Он колеблется, затем поднимает глаза и говорит:
— Мне пора идти к Милике, мы договорились сегодня встретиться.
— Ну а мне надо навестить одного друга.
По его лицу проносится волна облегчения, и он протягивает руку:
— До свидания!
— Счастливо.
Я рассерженно гляжу ему вслед. Все-таки он ничего не спросил! Кристиан торопливо удаляется, голова втянута в плечи, кажется, он вот-вот побежит. Знает ли он? Конечно, знает!
Я возвращаюсь домой, всякая охота разбирать книги пропала. Я беру со стола письмо Лии, забытое впопыхах, когда Кристиан торопил меня, боясь опоздать на вокзал. Четыре листка, исписанные с обеих сторон мелким, разборчивым и аккуратным почерком. Я принимаюсь снова читать.
«…Мне так хотелось, Кристиан, стать для тебя Суламифью, но кому-то ведь надо быть Соломоном, а ты не сумел. Скорее ты бы согласился (я поняла это слишком поздно) поменяться ролями. Если б ты знал, как это свойственно современным мужчинам. Не знаю, может быть, я и ошибаюсь, но мне так кажется.
Я мечтала, Кристиан, чтобы ты стал для меня проводником в страну Счастья, ведь ради этого человек живет и существует на клочке вселенной, имя которому Земля. Но ты не можешь быть проводником, ты предпочитаешь, чтобы тебя самого вели. О себе я ничего не пишу, думаю, тебе это неинтересно, к тому же, прошло столько времени! Марика уже взрослая (надеюсь, ты знаешь, сколько ей лет?). Она большая проказница. Даже не знаю, почему вдруг я решила тебе написать. Наверное потому, что ровно через две недели я буду проезжать через Кишинев. Я обещала Марике показать дядю, который очень похож на ее папу. Если ты придешь на вокзал между двумя и тремя часами, после обеда, у меня будет возможность выполнить обещание. Захочешь ли ты меня увидеть, будет зависеть только от тебя самого. Желаю тебе удачи и здоровья! Лия.
Я снова представляю Лию, стоящую на подножке вагона и машущую нам рукой: «До свидания! Будьте здоровы!» Наверное, эти пожелания были адресованы не только мне и Вете, но и всем людям — на перроне, в городе, на земле, включая и Кристиана.

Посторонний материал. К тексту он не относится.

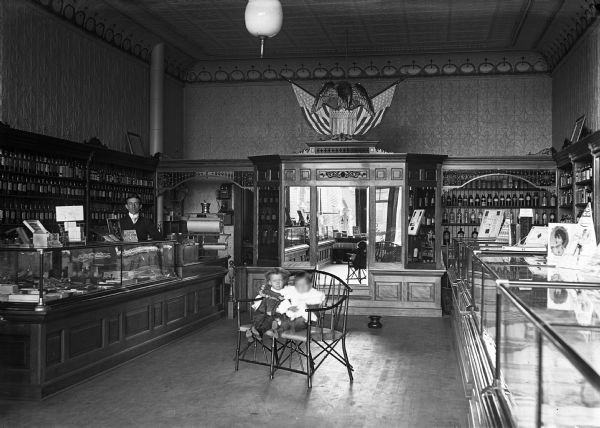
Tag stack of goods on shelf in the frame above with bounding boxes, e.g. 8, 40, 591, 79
89, 167, 154, 226
0, 128, 158, 244
0, 148, 85, 229
407, 167, 438, 267
442, 170, 559, 244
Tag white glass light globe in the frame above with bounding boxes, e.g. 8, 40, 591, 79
244, 0, 283, 37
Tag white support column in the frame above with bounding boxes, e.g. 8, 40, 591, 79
150, 43, 165, 228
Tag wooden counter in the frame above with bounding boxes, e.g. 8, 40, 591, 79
0, 267, 227, 399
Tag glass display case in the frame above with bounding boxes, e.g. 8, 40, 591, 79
283, 226, 309, 249
375, 186, 404, 263
451, 241, 600, 426
0, 241, 176, 310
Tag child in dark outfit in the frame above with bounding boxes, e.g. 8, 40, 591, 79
247, 268, 290, 338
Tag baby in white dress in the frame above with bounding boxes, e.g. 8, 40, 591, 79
272, 272, 325, 337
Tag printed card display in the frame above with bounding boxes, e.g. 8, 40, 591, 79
479, 210, 504, 238
408, 210, 425, 236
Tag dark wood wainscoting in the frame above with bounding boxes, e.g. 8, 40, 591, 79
0, 268, 226, 399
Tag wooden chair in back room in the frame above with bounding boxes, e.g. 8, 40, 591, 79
346, 241, 367, 284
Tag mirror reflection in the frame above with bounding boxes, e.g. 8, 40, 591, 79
284, 186, 310, 262
375, 187, 402, 263
317, 187, 369, 272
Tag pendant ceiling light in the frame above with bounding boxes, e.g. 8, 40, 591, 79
244, 0, 283, 58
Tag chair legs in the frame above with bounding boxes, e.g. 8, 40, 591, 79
269, 336, 277, 379
306, 342, 314, 388
346, 265, 367, 284
235, 330, 242, 372
342, 336, 354, 383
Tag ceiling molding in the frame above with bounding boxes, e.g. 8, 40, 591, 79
184, 52, 549, 83
28, 0, 600, 82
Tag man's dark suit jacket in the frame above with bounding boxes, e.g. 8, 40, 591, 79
119, 214, 162, 241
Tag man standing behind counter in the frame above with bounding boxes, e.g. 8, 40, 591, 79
119, 195, 162, 241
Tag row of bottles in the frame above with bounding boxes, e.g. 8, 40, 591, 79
0, 173, 85, 199
558, 189, 574, 208
442, 190, 557, 208
575, 187, 593, 204
0, 148, 85, 180
442, 208, 556, 225
408, 230, 435, 263
0, 200, 56, 225
575, 162, 594, 183
258, 207, 278, 223
90, 184, 154, 205
408, 187, 435, 208
558, 170, 573, 187
443, 169, 556, 189
90, 168, 154, 187
442, 227, 479, 245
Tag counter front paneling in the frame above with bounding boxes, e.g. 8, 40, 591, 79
0, 244, 227, 399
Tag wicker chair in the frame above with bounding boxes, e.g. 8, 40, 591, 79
375, 241, 402, 263
234, 297, 271, 371
264, 271, 354, 388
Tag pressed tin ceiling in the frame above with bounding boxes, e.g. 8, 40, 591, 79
35, 0, 597, 72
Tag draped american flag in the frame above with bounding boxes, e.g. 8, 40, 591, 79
291, 82, 398, 135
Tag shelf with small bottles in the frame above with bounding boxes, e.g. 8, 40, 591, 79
441, 170, 559, 245
554, 132, 600, 227
0, 127, 158, 242
250, 155, 282, 266
405, 159, 442, 269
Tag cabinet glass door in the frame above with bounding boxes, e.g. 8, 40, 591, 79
283, 186, 310, 266
375, 187, 403, 263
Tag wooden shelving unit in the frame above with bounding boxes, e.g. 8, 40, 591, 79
441, 156, 559, 241
0, 127, 158, 239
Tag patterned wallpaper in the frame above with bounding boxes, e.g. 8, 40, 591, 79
183, 76, 552, 159
0, 0, 183, 156
552, 26, 600, 149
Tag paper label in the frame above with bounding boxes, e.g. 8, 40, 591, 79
123, 229, 137, 242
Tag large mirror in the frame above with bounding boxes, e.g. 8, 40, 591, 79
375, 187, 402, 263
317, 187, 369, 285
283, 186, 311, 263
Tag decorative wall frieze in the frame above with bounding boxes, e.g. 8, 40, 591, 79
157, 171, 255, 194
185, 52, 549, 83
29, 0, 194, 81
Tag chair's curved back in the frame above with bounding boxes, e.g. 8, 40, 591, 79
311, 270, 352, 333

Я складываю листки и прячу их в конверт, решив сохранить письмо. Готов биться об заклад, что Кристиан не придет за ним. Неожиданно я замечаю еще несколько строк на внутренней стороне язычка конверта. Видимо, Лии не хватило места, и она написала постскриптум прямо на конверте. «Р. S. Мой господин! Любимый мой! Хозяин мой! Я хорошо помню твое мудрое изречение: тысячу раз влюбляется человек, но всего один раз любит он по-настоящему!»
Прочел ли Кристиан эти строки?
Рассказы
Бабье лето
Когда я приехал домой, мои родители чистили кукурузу. Я оставил сумку на завалинке и пошел в огород.
— Переоденься, росы много, — издали остановила меня мать. — Посмотри в сенях. Там что-нибудь постарее найдешь.
Я нашел пару рваных штанов и выгоревшую на солнце рубашку.
Отец встретил меня сухим коротким покашливанием. Этим покашливанием, знакомым мне до мельчайших подробностей, он хотел мне сказать, что настроение у него хорошее, что он радуется и гордится, причем все черты его лица выражали спокойный аскетизм.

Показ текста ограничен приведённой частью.